Which of the following patient care tasks is coupled with the appropriate member of the nursing care team in terms of their legal scope of practice?
- A. An unlicensed staff member who has been 'certified' by the employing agency to monitor telemetry: Monitoring cardiac telemetry
- B. An unlicensed assistive staff member like a nursing assistant who has been 'certified' by the employing agency to insert a urinary catheter: Inserting a urinary catheter
- C. A licensed practical nurse: The circulating nurse in the perioperative area
- D. A licensed practical nurse: The first assistant in the perioperative area
Correct Answer: A
Rationale: Monitoring cardiac telemetry is within the scope of practice for unlicensed staff who are specifically trained and certified by the employing agency. Inserting a urinary catheter typically requires a higher level of licensure (e.g., LPN or RN), and LPNs are not typically authorized to serve as circulating nurses or first assistants in the perioperative area, as these roles require advanced training or RN licensure.
Which adverse effect of heparin sodium therapy, delivered continuously by intravenous infusion, should the nurse monitor the client for?
- A. Tinnitus
- B. Ecchymoses
- C. Increased pulse rate
- D. Decreased blood pressure
Correct Answer: B
Rationale: Heparin sodium is an anticoagulant.

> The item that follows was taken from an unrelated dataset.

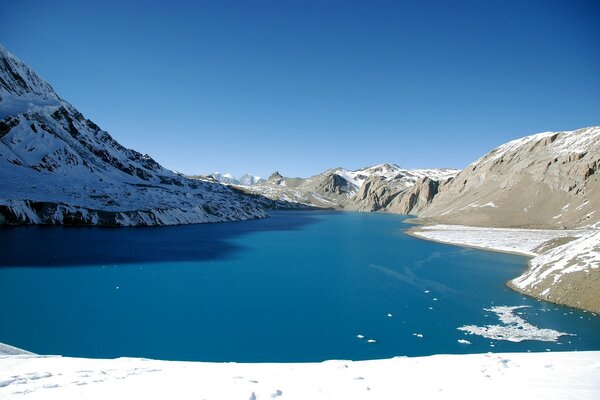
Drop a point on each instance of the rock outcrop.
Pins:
(57, 167)
(548, 180)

The client who receives heparin sodium is at risk for bleeding. The nurse monitors for signs of bleeding, which includes bleeding from the gums, ecchymoses on the skin, cloudy or pink-tinged urine, tarry stools, and body fluids that test positive for occult blood. The remaining options are not related side or adverse effects of this medication.
The mother of a newborn is voicing concerns about her baby's ability to hear. The nurse should tell the mother:
- A. Newborns cannot hear well until they are at least 6 weeks old.
- B. Her concern is unfounded because hearing problems are rare in newborns.
- C. The majority of states now mandate that newborns undergo a screening test for hearing.
- D. The mother can test the baby's hearing by clapping her hands 24 inches from the infant's head.
Correct Answer: C
Rationale: Most states mandate newborn hearing screening to detect issues early, addressing the mother's concern appropriately without dismissing it or suggesting unreliable home testing.